Bill Russell, president of the Lake Norman Chamber of Commerce, asked Sisson and Jenatian to present opposing views on House Bill 63 during a Friday Focus session at the Flatiron Kitchen and Taphouse Restaurant. The bill doesn’t override other laws prohibiting people – even with legal permits to carry concealed firearms – to bring their weapons into any establishment serving alcohol.
“We totally support gun rights and the ability of citizens to protect themselves,” Jenatian said. “But the new leadership in the General Assembly says ‘We will protect business rights and get government out of business.’
“But this would create another bureaucracy to tell people how to run their businesses.”
Russell chose Sisson to speak because he and his wife, Tricia, will open Range at Lake Norman this fall, a new shooting range that will offer 15 bays for shooting and space for tactical, training exercises for police and others.
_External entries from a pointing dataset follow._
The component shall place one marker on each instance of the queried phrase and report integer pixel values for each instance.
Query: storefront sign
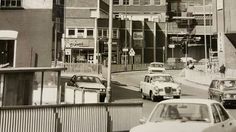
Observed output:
(220, 4)
(68, 51)
(171, 46)
(78, 43)
(138, 35)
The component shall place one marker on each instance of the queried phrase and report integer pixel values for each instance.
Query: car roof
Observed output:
(224, 79)
(200, 101)
(157, 74)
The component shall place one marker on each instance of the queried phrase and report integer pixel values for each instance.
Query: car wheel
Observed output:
(143, 96)
(153, 97)
(160, 98)
(176, 97)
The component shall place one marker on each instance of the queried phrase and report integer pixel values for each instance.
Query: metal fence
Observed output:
(102, 117)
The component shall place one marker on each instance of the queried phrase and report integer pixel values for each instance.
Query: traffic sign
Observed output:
(131, 52)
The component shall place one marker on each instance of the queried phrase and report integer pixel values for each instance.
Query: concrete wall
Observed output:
(18, 89)
(225, 25)
(81, 3)
(37, 4)
(34, 35)
(230, 16)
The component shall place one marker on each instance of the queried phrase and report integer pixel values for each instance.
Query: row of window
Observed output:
(89, 33)
(11, 3)
(136, 2)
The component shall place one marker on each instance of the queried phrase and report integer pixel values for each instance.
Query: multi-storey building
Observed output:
(226, 31)
(25, 33)
(147, 26)
(186, 26)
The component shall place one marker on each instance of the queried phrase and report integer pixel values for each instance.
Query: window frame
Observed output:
(90, 36)
(5, 4)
In his first comments to the chamber group, Sisson said House Bill 63 will “get us a little bit closer to protecting ourselves.” He and his wife are among 14,000 “concealed-carry permit holders” in Mecklenburg County.
“Criminals don’t pay attention to the law, and this (bill) would level the playing field,” Sisson said.
In the end, Sisson said he agrees with Jenatian and doesn’t favor any more rules that tell business owners how they must operate.